County Sales Tax Slump – Fluke Or Trend?

Sales tax is one very important component of the budgeting process for Jefferson County. Healthy sales tax revenue converts to pennies on the property tax, as the funds generated from sales tax for both cities and the County are split with the Department of Education and go toward the County’s mandatory financial commitment or maintenance of effort for the school system. When the sales tax revenue dips, the mandatory funding must be met with other monies, generally coming from property tax. In the past several budget cycles Jefferson County has experienced healthy sales tax growth. For the 2015-16 fiscal year, Jefferson County enjoyed a 21.4% growth in sales tax. While that kind of growth rate may be difficult to maintain, the first two months of the current fiscal year out produced the same months in the 2015-16 fiscal year. Though July and August 2016 were strong sales tax months, growth slowed beginning in September and that trend continued through October. In November, sales tax actually fell below the November 2015-16 numbers and the decline picked up pace with Jefferson County closing out 2016 on a decline.

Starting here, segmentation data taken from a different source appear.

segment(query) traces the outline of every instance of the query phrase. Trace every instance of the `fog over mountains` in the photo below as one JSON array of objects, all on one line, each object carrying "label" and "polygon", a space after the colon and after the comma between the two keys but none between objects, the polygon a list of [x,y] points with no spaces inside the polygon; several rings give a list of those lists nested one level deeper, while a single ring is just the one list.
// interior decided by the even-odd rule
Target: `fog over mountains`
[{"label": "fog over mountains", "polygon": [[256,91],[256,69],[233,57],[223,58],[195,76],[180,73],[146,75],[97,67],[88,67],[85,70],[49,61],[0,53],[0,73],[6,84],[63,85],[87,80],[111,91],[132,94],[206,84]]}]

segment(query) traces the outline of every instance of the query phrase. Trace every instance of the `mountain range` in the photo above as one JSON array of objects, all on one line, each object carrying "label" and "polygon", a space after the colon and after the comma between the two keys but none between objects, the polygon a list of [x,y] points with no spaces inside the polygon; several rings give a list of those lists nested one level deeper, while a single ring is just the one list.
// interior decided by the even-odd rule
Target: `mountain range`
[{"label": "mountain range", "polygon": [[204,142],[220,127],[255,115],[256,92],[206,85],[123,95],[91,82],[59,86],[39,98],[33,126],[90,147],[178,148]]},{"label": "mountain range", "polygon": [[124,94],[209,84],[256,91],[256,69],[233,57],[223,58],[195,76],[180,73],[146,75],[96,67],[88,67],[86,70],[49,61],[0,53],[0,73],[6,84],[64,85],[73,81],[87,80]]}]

Overall, sales tax is still up 2.2% year to date in the County and numbers are still out for the first month of 2017. With the sales tax numbers in a down turn for the first time in several budget cycles and numbers not yet available on January 2017, it is unclear what impact will be seen in the proposed 2017-18 budget document.

If the County is experiencing a sales tax slump, it is echoed in the local municipalities, with the exception of Dandridge which showed a climb in sales tax. Speculations surrounding the sales tax numbers include an increase in online shopping during the holiday months that had national impact, as well as hitting the local coffers. The local portion of Jefferson County sales tax is divided into two parts with the total of those parts tallying 2.75%. The remaining 7% that comprises the 9.75 % sales tax goes to the state but the local portion of 2.75% stays inside Jefferson County. 2.25% of that total is split 50/50 between either the county or municipality(depending on the location of the purchase) and the schools. By resolution, the County Commission allocated the remaining .50% to Debt Service to pay for general obligation bonds that are earmarked for school debt. Numbers for January 2017 are not expected to be available for several weeks, however they should give an indication if the fiscal year end sales tax slump was just temporary or if it will have a larger impact on the upcoming budget season.